I edited my post. Please refer again. Also, hugo runs in an env. in a server, under a user. That’s how posix systems fucntion for the most part.

Thanks, I hope your posts help someone who has that scenario to deal with.

1 Like

Oh, yes, sir. I hope so too. This led me on a merry hunt for a good little while! I never thought to put the env variables in my build scripts. It happens.

I hope I was able to explain clearly enough. English is not my first language.

For windows users. HUGO_ENV=“produciton” need to do so:

set HUGO_ENV=produciton
hugo server
1 Like

Using environment variables in code may not an advisable approach for those building following Twelve-Factor App principals, which state about config:

Apps sometimes store config as constants in the code. This is a violation of twelve-factor, which requires strict separation of config from code. Config varies substantially across deploys, code does not.

As an alternative consider instead passing config to app via hugo bin flags at build time, a common approach seen in the PHP and Ruby web development communities.

I’m only posting this for anyone (like me) who can’t be bothered setting up environment variables to exclude Google Analytics.

uBlock (and other ad-blockers) blocks Google Analytics by default.

Or if you’re against using ad blockers Google offers the Google Analytics opt-out extension

https://tools.google.com/dlpage/gaoptout

Both solutions work when hugo server is running.

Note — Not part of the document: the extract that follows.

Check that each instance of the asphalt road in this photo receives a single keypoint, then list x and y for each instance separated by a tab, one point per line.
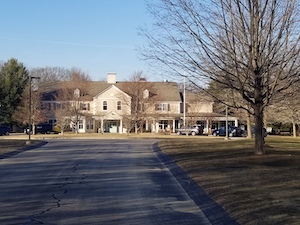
99	182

I didn’t suggest setting the environment in config.

My post is mostly advisory for others. Getting the job done is step one. I did see a snippet above where env vars were being embedded in code (and not config), which is why I dropped the 411. Of course practicality usually trumps ideal design in my book any day. No harm no foul.

Thank you! your response helped me a lot!

If you use an environment config I suggest not using environment names—they do not scale cleanly. Instead, a more flexible and scalable approach is to create an envrionment-based config file such as config.dev.toml, set the googleAnalytics config to the empty string (to disable it) and point to the environment config via CLI flag when running hugo commands.

1 Like

My website is not an app, 12-factor or otherwise. :slight_smile:

I am noting that so other folks don’t see the link and presume that is a best practice. It is a practice following a particular methodology. :upside_down_face:

Hugo is an App. What it produces is a Website. And the App which generates a Hugo site—be it yours your someone else’s—will not scale cleanly using environment-based config in the template files for the reasons I indicated above, and based on 10 years of enterprise development experience.

Stumbled on this thread after having the same problem and just read through this - is there any downside to making a PR to Hugo to replicate the Disqus logic in the GA template? I’ve got the code working locally and it’s building on an existing pattern.

Hello, I guess this is the prefered way now @DarwinJS

<!-- Pour Google Analytics sauf mode dev server -->
{{- if not .Site.IsServer -}}
  {{ template "_internal/google_analytics.html" . }}
{{- end -}}
5 Likes

That’s definitely cleaner than using branch logic with environment names. A bit on the clever side, but will save those who don’t want to or are too lazy to use environment-specific config files.